Teacher Collaboration in Instructional Teams and Student Achievement
*Names in bold indicate Presenter
This study draws upon survey and administrative data on over 9,000 teachers in 336 Miami-Dade County public schools over two years to investigate the kinds of collaborations that exist across the district and whether these collaborations predict students’ achievement. Using survey items about the extensiveness and helpfulness of collaboration about different instructional domains, we constructed a domain-general collaboration quality measure and three domain-specific collaboration quality measures (collaboration about instructional strategies, students, and assessments). After reporting on descriptive analyses of the nature of collaboration, we then use multilevel regression modeling approaches to estimate a teacher’s valued added to student achievement (in reading or math) as a function of these collaboration measures and various teacher and school characteristics. Finally, we use a teacher fixed-effects approach to test whether teachers’ returns to experience are greater when working in schools with better collaboration quality.

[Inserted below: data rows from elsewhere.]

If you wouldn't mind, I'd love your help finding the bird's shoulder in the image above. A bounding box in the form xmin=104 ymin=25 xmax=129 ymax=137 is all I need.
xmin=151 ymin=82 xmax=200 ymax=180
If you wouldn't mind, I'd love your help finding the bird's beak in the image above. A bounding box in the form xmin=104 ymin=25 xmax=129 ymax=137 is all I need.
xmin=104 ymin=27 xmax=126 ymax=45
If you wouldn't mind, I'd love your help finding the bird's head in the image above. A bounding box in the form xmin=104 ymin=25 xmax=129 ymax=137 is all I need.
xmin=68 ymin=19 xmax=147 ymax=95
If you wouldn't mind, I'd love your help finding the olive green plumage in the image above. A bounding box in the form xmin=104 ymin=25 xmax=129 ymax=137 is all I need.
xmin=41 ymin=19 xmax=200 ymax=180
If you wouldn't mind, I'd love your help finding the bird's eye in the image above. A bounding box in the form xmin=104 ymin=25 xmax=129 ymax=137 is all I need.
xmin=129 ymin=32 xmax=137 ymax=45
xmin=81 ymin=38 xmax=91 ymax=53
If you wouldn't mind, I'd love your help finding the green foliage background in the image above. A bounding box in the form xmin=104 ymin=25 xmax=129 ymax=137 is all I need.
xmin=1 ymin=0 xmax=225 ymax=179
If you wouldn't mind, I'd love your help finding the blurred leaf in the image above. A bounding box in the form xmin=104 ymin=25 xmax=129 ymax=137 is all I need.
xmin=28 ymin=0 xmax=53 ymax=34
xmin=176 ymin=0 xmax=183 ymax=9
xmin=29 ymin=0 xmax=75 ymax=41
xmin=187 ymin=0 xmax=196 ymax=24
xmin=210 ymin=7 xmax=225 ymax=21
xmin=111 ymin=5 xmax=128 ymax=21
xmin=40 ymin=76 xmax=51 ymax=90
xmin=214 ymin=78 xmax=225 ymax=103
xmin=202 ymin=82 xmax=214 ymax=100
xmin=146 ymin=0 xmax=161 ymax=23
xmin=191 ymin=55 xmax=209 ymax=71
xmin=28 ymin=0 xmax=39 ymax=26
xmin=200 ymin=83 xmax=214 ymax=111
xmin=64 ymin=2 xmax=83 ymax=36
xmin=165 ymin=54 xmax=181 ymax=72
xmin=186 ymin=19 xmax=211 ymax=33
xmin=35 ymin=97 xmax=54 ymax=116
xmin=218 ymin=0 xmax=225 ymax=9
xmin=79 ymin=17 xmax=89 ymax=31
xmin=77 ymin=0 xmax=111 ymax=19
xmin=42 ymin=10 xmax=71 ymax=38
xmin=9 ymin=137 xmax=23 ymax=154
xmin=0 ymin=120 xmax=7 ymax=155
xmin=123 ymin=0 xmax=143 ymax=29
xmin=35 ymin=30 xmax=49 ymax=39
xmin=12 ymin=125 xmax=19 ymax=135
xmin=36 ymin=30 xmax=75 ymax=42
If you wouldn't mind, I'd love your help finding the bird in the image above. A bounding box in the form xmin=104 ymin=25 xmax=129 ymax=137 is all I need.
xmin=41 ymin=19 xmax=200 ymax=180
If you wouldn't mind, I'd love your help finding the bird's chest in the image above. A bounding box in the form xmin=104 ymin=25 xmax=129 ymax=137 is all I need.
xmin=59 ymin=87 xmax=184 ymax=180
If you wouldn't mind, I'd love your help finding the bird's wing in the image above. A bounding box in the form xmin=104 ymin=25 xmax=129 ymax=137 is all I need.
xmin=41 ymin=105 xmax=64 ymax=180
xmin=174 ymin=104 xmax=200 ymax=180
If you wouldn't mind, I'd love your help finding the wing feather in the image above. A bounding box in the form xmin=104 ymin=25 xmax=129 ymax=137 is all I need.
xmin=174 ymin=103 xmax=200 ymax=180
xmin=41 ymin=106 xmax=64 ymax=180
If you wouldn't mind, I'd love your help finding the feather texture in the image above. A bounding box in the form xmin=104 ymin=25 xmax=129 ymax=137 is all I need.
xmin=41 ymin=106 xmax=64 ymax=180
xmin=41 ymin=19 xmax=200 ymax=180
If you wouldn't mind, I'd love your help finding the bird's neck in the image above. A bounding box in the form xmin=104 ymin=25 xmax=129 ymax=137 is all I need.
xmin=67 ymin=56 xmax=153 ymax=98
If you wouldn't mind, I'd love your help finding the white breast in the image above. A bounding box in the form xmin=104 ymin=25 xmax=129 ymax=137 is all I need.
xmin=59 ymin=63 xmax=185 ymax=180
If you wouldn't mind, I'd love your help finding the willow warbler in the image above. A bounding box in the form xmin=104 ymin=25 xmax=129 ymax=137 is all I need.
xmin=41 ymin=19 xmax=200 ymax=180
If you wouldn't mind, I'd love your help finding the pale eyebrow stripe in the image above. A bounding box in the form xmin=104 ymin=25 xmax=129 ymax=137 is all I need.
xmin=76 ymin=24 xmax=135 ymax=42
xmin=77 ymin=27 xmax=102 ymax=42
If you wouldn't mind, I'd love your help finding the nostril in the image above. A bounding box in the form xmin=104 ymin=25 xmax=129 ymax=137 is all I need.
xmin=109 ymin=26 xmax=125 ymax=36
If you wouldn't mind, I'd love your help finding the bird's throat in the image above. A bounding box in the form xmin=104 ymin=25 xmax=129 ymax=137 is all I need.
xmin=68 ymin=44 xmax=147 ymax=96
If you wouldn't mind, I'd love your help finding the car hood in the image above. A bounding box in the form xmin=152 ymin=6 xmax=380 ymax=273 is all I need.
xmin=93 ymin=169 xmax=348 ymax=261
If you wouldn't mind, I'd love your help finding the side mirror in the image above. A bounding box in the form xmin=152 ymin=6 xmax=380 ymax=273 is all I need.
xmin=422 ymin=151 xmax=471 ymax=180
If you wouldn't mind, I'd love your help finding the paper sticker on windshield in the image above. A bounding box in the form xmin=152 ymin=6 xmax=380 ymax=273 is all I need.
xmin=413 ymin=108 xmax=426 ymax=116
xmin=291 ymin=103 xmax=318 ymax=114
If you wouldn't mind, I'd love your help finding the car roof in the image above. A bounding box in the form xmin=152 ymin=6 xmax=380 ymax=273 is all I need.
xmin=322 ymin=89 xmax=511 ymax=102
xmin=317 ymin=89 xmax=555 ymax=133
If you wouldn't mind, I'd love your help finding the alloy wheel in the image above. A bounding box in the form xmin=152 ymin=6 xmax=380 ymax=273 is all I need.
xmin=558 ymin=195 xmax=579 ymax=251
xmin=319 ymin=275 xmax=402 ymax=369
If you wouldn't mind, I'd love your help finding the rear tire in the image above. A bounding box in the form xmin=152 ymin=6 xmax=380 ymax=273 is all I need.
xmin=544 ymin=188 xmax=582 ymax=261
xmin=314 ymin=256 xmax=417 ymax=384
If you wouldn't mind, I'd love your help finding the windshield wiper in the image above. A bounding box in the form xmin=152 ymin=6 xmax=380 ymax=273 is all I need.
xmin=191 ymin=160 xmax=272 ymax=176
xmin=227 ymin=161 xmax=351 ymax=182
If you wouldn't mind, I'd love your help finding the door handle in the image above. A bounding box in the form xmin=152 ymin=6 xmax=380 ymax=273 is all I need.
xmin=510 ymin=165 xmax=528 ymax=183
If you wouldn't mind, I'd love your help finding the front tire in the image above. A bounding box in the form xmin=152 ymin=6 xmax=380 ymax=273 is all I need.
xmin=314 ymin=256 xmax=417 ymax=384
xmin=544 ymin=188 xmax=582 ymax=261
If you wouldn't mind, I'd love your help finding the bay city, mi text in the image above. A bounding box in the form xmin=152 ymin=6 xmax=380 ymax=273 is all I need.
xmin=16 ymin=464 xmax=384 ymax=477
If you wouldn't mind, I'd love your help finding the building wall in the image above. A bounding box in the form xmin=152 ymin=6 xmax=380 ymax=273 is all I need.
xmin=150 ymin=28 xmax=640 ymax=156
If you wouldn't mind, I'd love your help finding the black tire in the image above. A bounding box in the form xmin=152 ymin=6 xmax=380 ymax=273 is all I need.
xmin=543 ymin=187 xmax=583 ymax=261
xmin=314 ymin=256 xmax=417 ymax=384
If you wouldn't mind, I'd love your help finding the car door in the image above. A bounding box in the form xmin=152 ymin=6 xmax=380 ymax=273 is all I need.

This paper contributes to the literature on instructional collaboration in at least four ways. First, we provide a descriptive account of the kinds and quality of collaboration that exist across a large, urban district, and we show how collaborations vary for different kinds of teachers and schools. This district-level view—which, to our knowledge, is the first of its kind—reveals which instructional domains (e.g., assessment, teaching strategies) receive more and less attention as well as which kinds of collaboration teachers perceive to be more and less helpful. Second, we test whether certain kinds of collaboration are more strongly related to student achievement than others. We find that high quality collaboration that addresses a variety of instructional domains, rather than domain-specific, is most often predictive of value-added across math and reading. Third, we investigate possible mechanisms by which collaboration influences student achievement. We make progress in differentiating the effects of working in a more collaborative school from being a more collaborative individual, finding evidence that both contribute to achievement gains. Finally, we provide some of the strongest evidence to date that collaboration improves student achievement by controlling for extensive school and teacher characteristics and by testing various threats to a causal interpretation of estimates. Of particular note, we find that a teacher improves at a faster rate when working in schools with better collaboration quality as compared to that same teacher in a school with worse collaboration quality.